Kesigapan pembawa set akhirnya diketahui oleh pemeran ibu. Hal itu dapat terlihat ketika pemeran ibu mengunci roda tersebut dan sepertinya keberuntungan sedang ada dipihak teater Lakon, karena tempat tidur itu tidak jatuh ke bawah panggung. Jika kejadian tersebut terjadi, apa kata juri nantinya, harapan banyak orang tentunya sudah pasti diketahui yaitu kesigapan mereka harus diperbaiki dipementasan berikutnya. Selain kesigapan para pembawa set yang tidak sigap, pemakaian alat musik akustik dan elektrik (terutama pada alat musik gitar) tidak seimbang pengaturan volume suaranya. Hal tersebut dapat terdengar pada adegan ketika pemeran ayah dan pemeran utama (Sura) makan malam disebuah restoran. Alat musik akustik dengan alat musik elektrik terdengar balapan, pengaturan suaranya tidak seimbang, sehingga menghasilkan suara yang tumpang tindih. Tapi, tidak hanya itu saja melainkan merembet ke vokal para pemain yang ada di atas panggung pun ikut tersamarkan oleh balapan suara alat musik tersebut.
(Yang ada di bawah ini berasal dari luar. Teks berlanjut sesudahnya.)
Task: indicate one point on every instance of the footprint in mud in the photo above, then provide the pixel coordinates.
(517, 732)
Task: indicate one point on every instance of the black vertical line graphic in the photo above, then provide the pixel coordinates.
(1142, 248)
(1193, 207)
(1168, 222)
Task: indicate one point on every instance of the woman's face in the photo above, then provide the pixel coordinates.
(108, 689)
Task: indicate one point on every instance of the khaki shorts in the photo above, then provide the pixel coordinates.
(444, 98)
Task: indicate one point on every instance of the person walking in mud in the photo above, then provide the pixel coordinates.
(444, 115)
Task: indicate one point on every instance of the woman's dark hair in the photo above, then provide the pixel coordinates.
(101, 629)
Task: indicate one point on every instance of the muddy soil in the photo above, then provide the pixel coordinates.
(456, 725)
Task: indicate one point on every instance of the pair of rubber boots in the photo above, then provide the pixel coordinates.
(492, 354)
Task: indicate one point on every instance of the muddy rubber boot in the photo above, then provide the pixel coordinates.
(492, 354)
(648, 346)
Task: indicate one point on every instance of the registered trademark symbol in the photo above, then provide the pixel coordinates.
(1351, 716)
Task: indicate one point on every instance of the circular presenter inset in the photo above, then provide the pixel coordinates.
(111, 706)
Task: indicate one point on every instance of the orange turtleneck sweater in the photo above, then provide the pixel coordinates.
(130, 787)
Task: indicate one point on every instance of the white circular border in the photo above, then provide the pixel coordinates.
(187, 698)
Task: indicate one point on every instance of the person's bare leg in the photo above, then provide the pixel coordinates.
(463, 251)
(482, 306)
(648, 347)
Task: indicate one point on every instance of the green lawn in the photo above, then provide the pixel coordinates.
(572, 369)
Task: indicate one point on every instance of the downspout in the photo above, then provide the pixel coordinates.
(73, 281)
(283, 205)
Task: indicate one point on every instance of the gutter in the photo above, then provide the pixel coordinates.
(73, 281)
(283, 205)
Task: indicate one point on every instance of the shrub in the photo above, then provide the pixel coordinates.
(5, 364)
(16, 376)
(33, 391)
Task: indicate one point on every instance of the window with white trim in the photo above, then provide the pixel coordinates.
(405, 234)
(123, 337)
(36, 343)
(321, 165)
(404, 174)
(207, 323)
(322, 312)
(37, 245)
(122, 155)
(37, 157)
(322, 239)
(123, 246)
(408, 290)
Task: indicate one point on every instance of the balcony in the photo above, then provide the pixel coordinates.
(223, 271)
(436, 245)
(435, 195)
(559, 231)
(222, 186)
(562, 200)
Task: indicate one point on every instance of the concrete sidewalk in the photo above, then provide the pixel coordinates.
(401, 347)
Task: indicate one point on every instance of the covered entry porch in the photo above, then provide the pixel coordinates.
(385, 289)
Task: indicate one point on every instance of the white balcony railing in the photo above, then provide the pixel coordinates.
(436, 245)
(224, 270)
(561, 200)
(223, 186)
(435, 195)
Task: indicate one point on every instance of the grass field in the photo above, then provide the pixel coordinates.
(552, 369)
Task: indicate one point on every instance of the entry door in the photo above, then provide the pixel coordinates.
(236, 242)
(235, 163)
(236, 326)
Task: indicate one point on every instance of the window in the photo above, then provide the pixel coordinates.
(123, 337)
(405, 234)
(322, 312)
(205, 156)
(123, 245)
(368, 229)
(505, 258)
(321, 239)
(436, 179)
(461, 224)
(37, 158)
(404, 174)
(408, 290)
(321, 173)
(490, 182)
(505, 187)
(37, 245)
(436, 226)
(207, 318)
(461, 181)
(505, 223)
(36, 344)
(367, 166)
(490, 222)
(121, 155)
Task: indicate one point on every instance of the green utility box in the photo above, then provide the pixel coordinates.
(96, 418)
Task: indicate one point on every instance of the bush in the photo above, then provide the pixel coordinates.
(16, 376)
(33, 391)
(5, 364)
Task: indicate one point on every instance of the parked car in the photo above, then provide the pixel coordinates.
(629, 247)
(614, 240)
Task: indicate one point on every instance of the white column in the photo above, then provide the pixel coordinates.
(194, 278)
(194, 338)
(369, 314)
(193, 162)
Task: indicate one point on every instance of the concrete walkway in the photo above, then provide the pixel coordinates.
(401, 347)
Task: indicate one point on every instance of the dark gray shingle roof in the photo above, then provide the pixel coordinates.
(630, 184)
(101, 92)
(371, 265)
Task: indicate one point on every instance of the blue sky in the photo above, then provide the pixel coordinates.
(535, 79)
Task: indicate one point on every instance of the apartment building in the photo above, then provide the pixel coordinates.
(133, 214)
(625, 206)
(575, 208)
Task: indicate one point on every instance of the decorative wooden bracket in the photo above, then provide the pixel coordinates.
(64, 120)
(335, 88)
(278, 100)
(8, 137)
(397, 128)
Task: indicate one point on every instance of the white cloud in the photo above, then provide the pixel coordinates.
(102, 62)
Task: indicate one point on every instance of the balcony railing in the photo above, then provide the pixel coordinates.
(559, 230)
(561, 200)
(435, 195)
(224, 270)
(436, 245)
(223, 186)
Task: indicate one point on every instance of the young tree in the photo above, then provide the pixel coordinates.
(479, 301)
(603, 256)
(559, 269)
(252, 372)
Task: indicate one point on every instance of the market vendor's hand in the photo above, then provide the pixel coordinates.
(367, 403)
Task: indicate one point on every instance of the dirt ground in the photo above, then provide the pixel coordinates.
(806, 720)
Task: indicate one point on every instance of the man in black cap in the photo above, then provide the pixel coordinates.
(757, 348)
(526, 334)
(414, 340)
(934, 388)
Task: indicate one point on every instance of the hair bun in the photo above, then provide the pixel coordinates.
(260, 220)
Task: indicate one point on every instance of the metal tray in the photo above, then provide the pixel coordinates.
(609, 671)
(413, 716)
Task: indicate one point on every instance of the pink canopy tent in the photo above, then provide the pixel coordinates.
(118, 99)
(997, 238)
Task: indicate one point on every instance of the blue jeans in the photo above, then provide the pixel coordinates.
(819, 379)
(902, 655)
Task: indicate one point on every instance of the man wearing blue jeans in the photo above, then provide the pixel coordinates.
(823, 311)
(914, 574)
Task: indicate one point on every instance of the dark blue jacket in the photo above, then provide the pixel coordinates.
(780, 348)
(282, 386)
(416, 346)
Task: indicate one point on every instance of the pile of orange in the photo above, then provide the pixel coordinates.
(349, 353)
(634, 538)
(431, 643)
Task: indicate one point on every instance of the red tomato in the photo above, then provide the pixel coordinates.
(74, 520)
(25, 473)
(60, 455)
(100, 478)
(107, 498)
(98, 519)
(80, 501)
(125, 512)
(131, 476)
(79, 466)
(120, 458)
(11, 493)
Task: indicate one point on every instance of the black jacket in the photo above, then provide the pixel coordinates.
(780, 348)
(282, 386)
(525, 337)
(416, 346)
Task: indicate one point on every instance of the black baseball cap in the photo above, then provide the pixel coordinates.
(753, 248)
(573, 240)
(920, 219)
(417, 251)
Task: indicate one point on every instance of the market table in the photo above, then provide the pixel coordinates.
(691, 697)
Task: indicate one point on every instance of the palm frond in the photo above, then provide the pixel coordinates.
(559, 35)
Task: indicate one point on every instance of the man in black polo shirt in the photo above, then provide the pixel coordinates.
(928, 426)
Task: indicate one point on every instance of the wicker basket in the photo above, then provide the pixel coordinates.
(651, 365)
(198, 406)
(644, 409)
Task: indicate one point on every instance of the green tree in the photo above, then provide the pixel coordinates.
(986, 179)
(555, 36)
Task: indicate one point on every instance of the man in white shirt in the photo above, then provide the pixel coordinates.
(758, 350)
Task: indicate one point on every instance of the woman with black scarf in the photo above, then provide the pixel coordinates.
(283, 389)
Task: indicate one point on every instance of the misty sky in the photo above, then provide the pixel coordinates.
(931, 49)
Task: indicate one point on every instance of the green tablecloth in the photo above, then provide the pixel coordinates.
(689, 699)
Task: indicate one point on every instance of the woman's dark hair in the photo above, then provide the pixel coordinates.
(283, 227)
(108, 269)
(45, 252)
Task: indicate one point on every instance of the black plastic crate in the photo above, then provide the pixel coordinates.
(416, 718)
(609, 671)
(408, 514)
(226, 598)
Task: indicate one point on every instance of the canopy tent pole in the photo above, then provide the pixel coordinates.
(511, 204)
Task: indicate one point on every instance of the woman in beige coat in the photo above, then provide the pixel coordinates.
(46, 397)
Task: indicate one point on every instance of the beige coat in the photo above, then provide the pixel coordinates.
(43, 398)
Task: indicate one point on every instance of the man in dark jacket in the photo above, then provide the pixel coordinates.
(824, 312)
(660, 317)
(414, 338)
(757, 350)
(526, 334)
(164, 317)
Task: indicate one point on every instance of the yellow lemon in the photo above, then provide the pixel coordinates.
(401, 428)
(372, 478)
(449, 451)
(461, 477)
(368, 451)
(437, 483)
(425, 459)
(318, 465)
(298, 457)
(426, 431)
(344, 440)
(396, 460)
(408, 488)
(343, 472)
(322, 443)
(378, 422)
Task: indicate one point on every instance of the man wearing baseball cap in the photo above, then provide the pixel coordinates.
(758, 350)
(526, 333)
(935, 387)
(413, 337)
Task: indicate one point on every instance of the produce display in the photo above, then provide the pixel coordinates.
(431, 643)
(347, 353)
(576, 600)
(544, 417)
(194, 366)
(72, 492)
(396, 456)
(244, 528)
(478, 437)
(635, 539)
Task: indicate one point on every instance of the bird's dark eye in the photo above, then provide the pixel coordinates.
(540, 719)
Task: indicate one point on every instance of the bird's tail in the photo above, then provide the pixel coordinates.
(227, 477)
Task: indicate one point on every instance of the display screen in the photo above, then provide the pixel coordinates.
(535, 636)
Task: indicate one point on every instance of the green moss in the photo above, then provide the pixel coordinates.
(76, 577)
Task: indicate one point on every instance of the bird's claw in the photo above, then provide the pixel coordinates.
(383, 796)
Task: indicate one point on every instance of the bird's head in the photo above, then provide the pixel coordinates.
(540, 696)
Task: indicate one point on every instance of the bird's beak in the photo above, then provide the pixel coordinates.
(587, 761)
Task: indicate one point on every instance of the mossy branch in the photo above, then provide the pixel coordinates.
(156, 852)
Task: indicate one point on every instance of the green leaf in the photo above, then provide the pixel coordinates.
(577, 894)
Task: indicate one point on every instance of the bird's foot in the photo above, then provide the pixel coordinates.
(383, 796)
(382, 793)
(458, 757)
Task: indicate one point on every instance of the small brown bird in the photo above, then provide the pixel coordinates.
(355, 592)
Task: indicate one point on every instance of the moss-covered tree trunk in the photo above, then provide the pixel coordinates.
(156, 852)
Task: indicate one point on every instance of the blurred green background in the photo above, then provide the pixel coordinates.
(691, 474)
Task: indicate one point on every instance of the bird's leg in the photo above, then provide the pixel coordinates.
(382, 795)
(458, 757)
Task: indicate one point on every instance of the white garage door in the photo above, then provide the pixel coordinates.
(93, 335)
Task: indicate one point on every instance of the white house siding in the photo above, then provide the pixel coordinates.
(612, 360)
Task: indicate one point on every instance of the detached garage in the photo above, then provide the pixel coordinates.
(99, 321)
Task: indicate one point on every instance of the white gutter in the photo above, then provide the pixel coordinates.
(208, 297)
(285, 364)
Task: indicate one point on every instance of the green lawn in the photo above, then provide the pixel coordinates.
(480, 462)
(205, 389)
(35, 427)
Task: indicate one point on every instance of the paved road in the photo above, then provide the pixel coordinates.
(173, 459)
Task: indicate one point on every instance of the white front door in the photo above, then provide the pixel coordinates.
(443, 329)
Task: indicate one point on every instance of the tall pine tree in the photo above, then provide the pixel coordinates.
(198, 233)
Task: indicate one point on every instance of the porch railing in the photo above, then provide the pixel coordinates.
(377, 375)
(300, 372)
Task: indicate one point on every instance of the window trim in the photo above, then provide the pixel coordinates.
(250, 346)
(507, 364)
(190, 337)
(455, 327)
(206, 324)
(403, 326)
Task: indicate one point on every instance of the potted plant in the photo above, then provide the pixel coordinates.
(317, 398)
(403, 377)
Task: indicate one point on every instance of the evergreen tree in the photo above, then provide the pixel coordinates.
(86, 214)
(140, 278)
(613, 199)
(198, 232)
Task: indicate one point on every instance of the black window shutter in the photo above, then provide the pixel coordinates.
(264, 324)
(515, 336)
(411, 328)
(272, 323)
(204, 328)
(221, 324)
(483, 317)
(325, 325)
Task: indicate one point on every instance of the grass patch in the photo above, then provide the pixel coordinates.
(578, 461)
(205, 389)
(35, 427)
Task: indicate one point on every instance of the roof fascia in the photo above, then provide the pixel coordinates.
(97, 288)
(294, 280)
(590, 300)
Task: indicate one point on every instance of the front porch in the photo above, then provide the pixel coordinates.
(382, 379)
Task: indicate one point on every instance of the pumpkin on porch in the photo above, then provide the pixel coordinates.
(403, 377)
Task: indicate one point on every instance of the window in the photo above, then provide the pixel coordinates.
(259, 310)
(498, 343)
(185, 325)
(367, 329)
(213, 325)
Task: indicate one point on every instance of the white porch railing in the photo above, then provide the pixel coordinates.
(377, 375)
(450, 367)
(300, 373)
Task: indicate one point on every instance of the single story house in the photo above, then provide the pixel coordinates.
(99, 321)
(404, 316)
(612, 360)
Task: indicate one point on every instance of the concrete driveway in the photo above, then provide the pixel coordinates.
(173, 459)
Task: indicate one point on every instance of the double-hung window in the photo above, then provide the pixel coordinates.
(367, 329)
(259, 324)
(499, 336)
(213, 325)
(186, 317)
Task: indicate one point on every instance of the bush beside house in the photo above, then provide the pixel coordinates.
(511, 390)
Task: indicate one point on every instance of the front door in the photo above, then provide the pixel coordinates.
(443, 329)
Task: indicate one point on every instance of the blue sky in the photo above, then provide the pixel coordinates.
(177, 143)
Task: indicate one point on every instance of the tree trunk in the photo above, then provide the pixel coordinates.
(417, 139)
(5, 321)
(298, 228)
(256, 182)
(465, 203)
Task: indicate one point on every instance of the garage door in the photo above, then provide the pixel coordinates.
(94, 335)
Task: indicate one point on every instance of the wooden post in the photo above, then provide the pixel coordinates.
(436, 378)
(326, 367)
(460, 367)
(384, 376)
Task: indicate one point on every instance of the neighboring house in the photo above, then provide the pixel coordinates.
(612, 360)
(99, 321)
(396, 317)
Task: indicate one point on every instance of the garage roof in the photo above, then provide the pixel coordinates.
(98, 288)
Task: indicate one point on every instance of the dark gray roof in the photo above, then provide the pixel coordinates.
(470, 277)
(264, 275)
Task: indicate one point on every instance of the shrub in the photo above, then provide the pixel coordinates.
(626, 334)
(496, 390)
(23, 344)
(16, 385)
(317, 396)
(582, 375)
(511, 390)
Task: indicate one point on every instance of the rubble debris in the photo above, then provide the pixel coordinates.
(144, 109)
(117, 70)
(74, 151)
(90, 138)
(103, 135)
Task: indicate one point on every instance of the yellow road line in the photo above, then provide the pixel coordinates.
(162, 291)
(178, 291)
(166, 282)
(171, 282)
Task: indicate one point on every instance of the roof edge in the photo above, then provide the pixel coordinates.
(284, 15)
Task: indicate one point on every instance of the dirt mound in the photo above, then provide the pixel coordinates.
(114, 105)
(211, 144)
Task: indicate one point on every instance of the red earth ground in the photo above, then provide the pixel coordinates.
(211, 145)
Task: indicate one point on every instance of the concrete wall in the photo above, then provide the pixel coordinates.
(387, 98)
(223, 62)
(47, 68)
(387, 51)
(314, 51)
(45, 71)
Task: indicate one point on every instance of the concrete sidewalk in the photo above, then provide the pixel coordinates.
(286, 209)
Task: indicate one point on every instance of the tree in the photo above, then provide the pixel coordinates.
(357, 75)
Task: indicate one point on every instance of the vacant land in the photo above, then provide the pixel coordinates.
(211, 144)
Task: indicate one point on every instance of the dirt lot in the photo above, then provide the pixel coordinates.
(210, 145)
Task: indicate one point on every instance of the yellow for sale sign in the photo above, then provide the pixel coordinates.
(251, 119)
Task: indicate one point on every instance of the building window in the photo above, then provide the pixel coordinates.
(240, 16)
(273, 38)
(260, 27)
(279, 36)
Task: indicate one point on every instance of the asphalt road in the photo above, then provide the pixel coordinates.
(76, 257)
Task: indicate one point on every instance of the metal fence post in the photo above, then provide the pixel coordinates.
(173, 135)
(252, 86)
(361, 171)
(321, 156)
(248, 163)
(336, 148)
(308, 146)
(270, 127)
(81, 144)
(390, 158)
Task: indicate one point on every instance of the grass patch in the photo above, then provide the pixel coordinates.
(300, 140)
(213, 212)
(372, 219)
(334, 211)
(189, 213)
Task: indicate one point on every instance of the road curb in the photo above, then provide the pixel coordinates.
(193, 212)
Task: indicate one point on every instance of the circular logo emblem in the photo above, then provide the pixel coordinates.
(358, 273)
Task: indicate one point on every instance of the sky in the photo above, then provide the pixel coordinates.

Seharusnya, pengaturan volume suara alat musik diperhatikan dengan seksama, agar tidak terjadi tumpang tindih semacam itu. Selain itu, alat musik akustik seharusnya menjadi pengimbang alat musik elektrik, mungkin pengaturan volume suaranya bisa 60/30 atau 70/20, yang terpenting alat musik akustik tidak terlalu dominan suaranya atau tidak sejajar dengan alat musik elektrik. Jika masih ingin sejajar, alat musik akustik tadi haruslah memakai efek muted guitar (efek suara gitar yang sedikit halus namun jika disandingkan dengan alat musik elektrik akan terjadi keseimbangan) efek ini tidak akan terdengar balapan dengan gitar elektrik, karena efek muted guitar dapat menjadi semacam pengimbang. Jika tidak mengimbangi alat musik elektrik, paling tidak seimbangkan volume suaranya. Karena, pengaturan volume suara sangat penting agar musik terdengar harmonis. Selain agar terdengar harmonis, musik bisa saja menjadi sebuah pendukung yang sangat kuat untuk naskah drama tersebut. Musik pun bisa menciptakan berbagai suasana, sehingga pengaturan musik sangatlah penting dan tidak boleh dianggap remeh.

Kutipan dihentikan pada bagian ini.